Guardando i video in sequenza, dagli anni Settanta al 2005, sembra di poter dire che il tuo modo di stare sul palco è molto cambiato. Degli inizi colpiscono i vestiti eccentrici, la barba e i capelli lunghi, le buffe espressioni del viso, quel modo di suonare su una gamba sola o di usare il flauto, talvolta, come una specie di protesi sessuale... Una volta il tuo atteggiamento sul palco era molto più teatrale, oggi sembra decisamente più contenuto...

Non credo che le cose stiano esattamente così. Nell'ultimo show, allestito per il "Thick as a brick 1&2 tour", c'è una teatralità molto marcata. D'altra parte sarebbe assurdo ripetere negli anni Duemila quel che funzionava sul palco nei Settanta, usare gli stessi costumi e interpretare le canzoni allo stesso modo. Bisogna cambiare, nel tempo. Cosa accadrà nel 2014 non te lo posso ancora assicurare, ma è probabile che ci sarà un altro show teatrale e multimediale perché oggi quello è il tipo di spettacolo che mi diverte di più. Ho in programma alcuni concerti, anche in Italia, concepiti come "best of" dei Jethro Tull, ma per la maggior parte gli spettacoli che teniamo quest'anno riguardano la presentazione di "Thick as a brick". E l'anno prossimo ci sarà un'altra produzione live per un nuovo album di studio...
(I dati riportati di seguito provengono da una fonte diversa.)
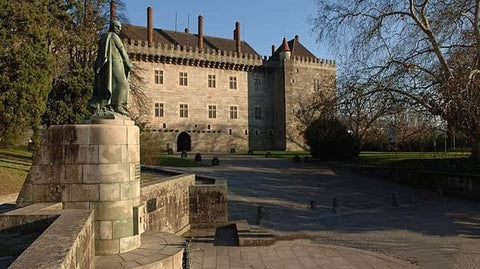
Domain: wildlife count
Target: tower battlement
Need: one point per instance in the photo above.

Un nuovo album di studio a nome dei Jethro Tull?

Non so a nome di chi uscirà, se sarà un disco dei Jethro Tull o di Ian Anderson. Quel che è certo è che sono sempre io a scrivere i pezzi e a curare interamente arrangiamenti, engineering e produzione. Quel che sto scrivendo potrebbe in minima parte riflettersi nella composizione della band, e va ricordato che tutti i componenti del mio gruppo attuale hanno suonato negli ultimi anni nei Jethro Tull. E' una questione di marchi, lavoro sotto identità differenti a seconda di quel che faccio.

Uno degli elementi che emerge dalla visione di questi video è il sense of humour dei Jethro Tull. A Tampa, in Florida, nel 1976, lo show viene introdotto da un nastro stonato e malfunzionante. Poi, sul palco, scherzi con il pubblico raccontando che "Thick as a brick" è una cover di Johnny Cash...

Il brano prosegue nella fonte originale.